David Bowie is an iconoclast in the truest sense of the word. His legacy transcends space and time.
When David Jones, the emerging visionary exploded like a supernova onto the music scene in the 70s, he mesmerised music-lovers with his striking and transformational aesthetic and lyrical tales of star men and space boys, heroes and suffragettes.
When news broke that The Starman had passed away on 10 January 2016, the world mourned the loss of “one of modern culture’s last true Renaissance men – a man who dedicated himself to self-fashioning a whole and indivisible artistic legacy as a tribute to a life lived in service of the muse. Unafraid to experiment, fearlessly literary… Bowie’s life stands as a testament to a man who refused to let himself be buffeted about by the winds of anything but his own inspiration” wrote The National Review.
Even The Duke’s death was a meticulously crafted and curated work of art, exemplified by the release of Blackstar and the revealing music video for the opening track Lazarus.
As with the passing of any icon with legions of adoring fans and followers, covers and musical tributes skyrocket to the top of the charts and become the must-see event in cities across the globe to commemorate and celebrate an artist of such pop cultural majesty.
Artists have been covering David Bowie long before he left this world. From the likes of Kurt Cobain and Nirvana’s gritty interpretation of The Man Who Sold The World on MTV Unplugged:
Beck’s stunning and no-holds-barred rendition of Sound & Vision:
Through to Sarah Blasko’s haunting Heroes performed live on Triple J’s Like A Version just days after Bowie died in 2016:
With the great covers and musical tributes come the not so great covers and tributes.

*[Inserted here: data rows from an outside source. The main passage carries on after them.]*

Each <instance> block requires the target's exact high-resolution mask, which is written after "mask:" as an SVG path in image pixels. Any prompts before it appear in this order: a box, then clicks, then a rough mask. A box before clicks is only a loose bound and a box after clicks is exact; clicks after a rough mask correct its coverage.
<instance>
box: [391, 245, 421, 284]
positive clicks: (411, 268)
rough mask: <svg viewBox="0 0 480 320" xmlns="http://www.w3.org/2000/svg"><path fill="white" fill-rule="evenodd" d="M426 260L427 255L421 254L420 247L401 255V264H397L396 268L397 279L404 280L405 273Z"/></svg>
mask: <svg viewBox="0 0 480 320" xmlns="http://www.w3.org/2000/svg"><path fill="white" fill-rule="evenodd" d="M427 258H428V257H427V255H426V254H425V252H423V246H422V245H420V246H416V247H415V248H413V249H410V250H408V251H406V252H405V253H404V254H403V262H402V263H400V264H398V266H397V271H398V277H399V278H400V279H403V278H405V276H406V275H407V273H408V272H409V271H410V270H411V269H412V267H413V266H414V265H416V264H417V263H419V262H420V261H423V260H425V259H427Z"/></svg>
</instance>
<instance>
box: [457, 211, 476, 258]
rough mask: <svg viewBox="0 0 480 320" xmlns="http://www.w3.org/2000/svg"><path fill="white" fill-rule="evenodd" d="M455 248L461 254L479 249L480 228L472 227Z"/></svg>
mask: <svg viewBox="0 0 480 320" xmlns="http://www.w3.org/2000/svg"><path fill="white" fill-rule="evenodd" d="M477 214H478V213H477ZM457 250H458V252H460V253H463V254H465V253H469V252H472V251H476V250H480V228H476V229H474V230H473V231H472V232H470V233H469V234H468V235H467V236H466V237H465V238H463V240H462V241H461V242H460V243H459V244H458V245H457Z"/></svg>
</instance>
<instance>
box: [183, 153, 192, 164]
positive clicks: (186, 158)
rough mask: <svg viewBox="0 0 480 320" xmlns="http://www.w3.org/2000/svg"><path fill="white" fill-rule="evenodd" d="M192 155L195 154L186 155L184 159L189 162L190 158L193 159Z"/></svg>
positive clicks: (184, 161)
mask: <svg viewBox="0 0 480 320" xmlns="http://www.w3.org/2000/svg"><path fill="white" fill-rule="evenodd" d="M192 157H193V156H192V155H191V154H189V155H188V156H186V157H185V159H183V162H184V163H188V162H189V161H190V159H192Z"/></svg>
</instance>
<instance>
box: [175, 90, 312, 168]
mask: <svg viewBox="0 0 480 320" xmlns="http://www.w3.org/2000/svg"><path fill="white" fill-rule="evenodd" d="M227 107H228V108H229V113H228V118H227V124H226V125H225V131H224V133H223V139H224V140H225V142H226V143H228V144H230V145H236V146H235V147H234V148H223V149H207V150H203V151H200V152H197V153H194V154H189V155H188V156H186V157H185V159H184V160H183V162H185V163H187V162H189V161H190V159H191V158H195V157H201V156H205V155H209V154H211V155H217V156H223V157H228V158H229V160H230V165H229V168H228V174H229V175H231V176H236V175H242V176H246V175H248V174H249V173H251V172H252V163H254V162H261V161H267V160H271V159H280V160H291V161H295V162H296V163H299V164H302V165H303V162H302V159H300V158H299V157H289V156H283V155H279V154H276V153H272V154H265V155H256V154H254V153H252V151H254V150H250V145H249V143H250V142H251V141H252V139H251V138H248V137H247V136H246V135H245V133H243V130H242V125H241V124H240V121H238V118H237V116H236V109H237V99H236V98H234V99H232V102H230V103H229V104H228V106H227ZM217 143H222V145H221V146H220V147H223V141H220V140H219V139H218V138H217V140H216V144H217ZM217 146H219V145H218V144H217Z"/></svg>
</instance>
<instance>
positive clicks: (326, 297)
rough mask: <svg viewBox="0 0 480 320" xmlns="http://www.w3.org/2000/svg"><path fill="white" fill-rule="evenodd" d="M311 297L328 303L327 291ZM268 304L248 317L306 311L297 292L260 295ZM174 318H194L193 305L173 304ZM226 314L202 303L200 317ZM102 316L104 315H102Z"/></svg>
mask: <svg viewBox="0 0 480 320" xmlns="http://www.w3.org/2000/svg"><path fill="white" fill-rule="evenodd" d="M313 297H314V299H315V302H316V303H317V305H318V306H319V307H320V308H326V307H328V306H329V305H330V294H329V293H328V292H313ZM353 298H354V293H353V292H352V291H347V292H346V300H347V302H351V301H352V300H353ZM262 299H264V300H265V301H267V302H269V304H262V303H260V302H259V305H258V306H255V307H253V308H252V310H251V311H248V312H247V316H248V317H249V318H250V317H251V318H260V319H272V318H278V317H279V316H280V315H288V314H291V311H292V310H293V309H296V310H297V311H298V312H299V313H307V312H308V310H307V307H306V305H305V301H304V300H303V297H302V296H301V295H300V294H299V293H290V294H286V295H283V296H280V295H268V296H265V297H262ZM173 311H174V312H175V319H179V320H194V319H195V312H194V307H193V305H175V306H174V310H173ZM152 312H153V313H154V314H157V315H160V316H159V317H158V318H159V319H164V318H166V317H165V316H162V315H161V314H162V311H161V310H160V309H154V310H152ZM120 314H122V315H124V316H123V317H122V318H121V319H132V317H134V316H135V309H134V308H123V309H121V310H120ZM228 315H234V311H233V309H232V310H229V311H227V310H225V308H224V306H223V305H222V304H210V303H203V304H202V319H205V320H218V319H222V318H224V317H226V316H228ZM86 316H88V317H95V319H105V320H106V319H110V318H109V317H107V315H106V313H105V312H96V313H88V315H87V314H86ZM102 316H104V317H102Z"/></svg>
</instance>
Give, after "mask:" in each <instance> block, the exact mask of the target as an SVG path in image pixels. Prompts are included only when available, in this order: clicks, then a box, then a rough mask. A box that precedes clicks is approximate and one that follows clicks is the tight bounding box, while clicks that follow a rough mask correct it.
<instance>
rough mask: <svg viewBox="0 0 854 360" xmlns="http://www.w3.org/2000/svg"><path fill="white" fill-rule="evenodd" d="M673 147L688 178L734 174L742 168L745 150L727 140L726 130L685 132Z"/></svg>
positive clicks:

And whether the covers are good, bad or ugly, they beg the question – why cover the inimitable David Bowie in the first place?
Bowie’s artistic panache and integrity spanned the realms of music, fashion, Broadway, theatre, film, television, comedy, drama, technology and even finance. With each alter ego he created (from Ziggy Stardust and the Thin White Duke, Aladdin Sane, Major Tom, even Jareth The Goblin King and finally Lazarus) every facet of his characters were constructed from the inside out, with a motive and a message.
Transcendence and inclusiveness were at the heart of Bowie’s musical and creative output. His alter egos, characters and stories are centred on lone rangers, misfits, aliens, eccentrics and nomads who became the poster children for rebelling against societal norms and the exploration of otherworldliness. He built trust and faith amongst his fans and audiences that elevated him to an ambassador-like cult status for individuals and groups who felt they didn’t belong.
Every song in Bowie’s musical catalogue takes listeners on a journey through space, time, sight and sound. And on stage and screen he didn’t simply act the character, he was the character. Bowie’s commitment to his craft and the stories he chose to tell magnified the influence his iconic alter egos exacted on the pop culture world and beyond. And although many of Bowie’s stories and characters travel in spaceships, traverse time and fraternise with aliens, they are human and relatable at their core.
“I don't know where I'm going from here, but I promise it won't be boring" said Bowie when describing his next creative pursuit. It was his unwavering dedication to constant change, growth and discovery as a musician, as an artist and as a human being that kept audiences captivated by what was coming next and keep them coming back for more.
These are four aspirational characteristics that connect and resonate with artists of all ages and genres. As a pop-cultural product, David Bowie is ubiquitous. As an artist, his legacy will reign for light years to come, not only because of his creative and musical ingenuity, but because of the way in which artists continue to be inspired, influenced and interpret the Star Man’s music and make it their own.